How to download the full Kepler dataset and Missing Link to Documentation

Question

How to download the full Kepler dataset and Missing Link to Documentation

exowanderer opened this issue 5 years ago · comments

Describe the bug
The website which originally contained the documentation http://dan.iel.fm/kplr is
no longer valid

To Reproduce
Click here: http://dan.iel.fm/kplr
Also: goto the main repo page, and click the words the documentation! at the bottom.

Expected behavior
For the website to load the documentation and tutorials

Additional context
Link should open https://dfm.io/kplr/ instead

Dan Foreman-Mackey · Answer 1 · Mon Mar 30 2020 20:20:36 GMT+0800 (China Standard Time)
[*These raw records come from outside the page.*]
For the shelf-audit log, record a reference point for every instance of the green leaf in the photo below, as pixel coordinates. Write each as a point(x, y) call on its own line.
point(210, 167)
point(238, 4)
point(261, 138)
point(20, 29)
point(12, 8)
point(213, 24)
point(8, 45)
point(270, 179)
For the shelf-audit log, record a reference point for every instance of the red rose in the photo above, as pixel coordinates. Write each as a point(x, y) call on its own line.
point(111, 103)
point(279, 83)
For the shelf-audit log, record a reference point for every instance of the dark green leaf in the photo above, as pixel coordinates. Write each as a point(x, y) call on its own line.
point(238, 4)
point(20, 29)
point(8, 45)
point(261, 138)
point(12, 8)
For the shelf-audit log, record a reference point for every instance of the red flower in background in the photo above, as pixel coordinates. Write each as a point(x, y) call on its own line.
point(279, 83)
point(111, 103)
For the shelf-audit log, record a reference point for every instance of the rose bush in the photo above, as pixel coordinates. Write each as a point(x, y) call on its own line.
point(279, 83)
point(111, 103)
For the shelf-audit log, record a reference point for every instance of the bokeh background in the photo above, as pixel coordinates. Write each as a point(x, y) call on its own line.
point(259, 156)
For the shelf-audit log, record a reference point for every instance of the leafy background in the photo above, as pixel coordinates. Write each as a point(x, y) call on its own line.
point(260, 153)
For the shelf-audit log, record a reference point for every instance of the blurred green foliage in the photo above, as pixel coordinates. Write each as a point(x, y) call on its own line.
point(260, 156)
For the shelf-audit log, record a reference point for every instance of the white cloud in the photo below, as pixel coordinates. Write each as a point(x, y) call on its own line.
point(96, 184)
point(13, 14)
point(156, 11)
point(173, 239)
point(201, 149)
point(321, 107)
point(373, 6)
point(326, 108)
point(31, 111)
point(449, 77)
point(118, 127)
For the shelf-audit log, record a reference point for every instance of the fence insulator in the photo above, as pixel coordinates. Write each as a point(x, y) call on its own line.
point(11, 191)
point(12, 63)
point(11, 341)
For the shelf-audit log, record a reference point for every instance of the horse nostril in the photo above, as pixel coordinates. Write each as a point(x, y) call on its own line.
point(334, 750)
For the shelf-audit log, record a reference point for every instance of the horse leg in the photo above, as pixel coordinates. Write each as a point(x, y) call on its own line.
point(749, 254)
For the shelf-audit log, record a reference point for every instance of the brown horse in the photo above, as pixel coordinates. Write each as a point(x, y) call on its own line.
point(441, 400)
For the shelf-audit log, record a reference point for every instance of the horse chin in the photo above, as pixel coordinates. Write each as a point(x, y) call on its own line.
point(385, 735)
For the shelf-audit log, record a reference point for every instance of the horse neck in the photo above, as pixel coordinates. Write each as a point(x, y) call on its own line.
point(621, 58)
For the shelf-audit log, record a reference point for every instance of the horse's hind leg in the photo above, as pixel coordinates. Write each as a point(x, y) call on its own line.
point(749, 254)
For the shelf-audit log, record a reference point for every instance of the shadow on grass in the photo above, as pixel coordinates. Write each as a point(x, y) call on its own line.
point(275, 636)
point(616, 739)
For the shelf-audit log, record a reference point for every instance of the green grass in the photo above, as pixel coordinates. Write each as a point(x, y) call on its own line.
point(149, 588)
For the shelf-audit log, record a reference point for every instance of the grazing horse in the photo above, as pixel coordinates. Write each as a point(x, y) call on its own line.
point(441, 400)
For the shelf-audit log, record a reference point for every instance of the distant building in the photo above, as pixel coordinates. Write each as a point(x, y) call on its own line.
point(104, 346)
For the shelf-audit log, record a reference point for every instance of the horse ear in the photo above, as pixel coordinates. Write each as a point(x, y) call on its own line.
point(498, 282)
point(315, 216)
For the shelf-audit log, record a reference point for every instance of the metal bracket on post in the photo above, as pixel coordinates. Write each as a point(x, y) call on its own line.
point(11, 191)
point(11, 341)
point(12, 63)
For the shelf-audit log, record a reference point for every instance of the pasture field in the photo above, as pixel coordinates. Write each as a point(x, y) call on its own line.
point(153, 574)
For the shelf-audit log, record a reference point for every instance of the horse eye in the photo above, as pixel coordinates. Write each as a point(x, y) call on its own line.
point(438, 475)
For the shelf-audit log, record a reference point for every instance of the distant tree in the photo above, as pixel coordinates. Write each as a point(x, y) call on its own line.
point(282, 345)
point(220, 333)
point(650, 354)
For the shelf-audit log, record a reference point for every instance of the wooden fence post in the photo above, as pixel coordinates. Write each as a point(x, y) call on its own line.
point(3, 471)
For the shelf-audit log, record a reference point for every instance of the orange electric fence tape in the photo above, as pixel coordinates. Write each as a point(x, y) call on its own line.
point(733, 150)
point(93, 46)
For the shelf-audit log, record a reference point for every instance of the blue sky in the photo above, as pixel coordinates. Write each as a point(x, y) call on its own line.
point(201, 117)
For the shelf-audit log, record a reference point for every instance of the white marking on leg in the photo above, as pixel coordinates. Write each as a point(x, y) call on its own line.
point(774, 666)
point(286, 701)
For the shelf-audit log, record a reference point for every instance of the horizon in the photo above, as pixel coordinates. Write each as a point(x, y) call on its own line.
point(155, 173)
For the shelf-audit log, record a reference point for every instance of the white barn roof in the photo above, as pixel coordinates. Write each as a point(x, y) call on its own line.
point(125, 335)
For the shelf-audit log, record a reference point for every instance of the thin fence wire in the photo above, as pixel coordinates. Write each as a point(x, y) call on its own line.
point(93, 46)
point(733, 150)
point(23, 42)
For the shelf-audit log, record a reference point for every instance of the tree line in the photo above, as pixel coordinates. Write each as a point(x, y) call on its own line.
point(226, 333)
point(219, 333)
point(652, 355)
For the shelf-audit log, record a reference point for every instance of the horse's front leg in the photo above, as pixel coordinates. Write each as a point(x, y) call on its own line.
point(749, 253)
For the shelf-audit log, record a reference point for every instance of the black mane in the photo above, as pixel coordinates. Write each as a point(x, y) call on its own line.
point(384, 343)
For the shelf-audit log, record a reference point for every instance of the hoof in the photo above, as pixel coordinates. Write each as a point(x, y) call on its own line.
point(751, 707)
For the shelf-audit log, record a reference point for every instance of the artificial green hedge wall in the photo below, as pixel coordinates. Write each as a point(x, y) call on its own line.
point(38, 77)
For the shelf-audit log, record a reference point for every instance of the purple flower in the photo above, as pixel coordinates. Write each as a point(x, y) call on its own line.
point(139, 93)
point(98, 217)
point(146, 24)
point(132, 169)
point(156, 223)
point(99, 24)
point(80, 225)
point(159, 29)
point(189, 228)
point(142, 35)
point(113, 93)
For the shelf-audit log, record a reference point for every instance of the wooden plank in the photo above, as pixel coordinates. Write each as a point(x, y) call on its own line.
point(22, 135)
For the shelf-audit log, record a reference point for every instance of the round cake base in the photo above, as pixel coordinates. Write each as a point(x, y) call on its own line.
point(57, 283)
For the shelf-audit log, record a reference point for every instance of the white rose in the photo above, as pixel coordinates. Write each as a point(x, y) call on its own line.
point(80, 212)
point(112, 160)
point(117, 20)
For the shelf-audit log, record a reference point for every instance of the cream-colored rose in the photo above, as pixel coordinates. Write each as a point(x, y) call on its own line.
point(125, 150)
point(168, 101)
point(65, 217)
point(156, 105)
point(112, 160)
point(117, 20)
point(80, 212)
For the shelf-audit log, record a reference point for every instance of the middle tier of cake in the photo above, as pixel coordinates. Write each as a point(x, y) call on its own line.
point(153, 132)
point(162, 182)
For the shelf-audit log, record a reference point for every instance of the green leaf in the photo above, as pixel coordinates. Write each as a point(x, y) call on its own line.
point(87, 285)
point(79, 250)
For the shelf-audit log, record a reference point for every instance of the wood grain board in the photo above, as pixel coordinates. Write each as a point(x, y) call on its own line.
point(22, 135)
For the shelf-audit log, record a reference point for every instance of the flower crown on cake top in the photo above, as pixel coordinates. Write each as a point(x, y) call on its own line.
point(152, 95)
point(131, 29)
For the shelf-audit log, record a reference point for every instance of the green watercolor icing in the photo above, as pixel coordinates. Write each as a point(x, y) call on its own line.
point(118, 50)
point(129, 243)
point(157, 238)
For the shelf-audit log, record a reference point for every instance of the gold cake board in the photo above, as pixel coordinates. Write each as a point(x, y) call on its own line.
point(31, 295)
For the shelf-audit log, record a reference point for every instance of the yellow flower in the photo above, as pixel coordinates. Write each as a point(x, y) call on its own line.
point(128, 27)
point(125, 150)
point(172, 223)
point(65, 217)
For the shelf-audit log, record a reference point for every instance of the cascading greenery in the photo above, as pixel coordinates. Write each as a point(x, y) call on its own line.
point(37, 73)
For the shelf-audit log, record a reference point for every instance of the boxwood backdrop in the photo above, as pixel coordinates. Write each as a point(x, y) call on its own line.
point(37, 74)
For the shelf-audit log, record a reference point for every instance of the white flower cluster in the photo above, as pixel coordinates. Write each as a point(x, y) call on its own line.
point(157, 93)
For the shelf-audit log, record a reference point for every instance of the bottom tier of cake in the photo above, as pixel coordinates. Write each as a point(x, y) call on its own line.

thanks for this! I'll fix it, but I'd generally recommend using lightkurve instead for most things. Are there features here that you still want?

Jonathan Fraine · Answer 2 · Mon Mar 30 2020 22:06:45 GMT+0800 (China Standard Time)

To answer your question: Not exactly.

I'm trying to download the entire 200k x 17 quarters long and short cadence data. Friends at MAST suggested that kplr was an efficient API for downloading all of the kepler time series data (and headers). I don't want to click 200k x 17 download buttons; and I don't want the FFIs.

I have a mediocre internet connection; but I also have 5TB of storage capacity. So I decided that downloading and operating locally is probably better for me than downloading on the fly.

To my (very limited) knowledge, there is not a sequence of wget scripts to grab the full light curve info. I want to do injection test, then train both GPs and DNNs on a subset to get a feel for the time scales involved in both analyses.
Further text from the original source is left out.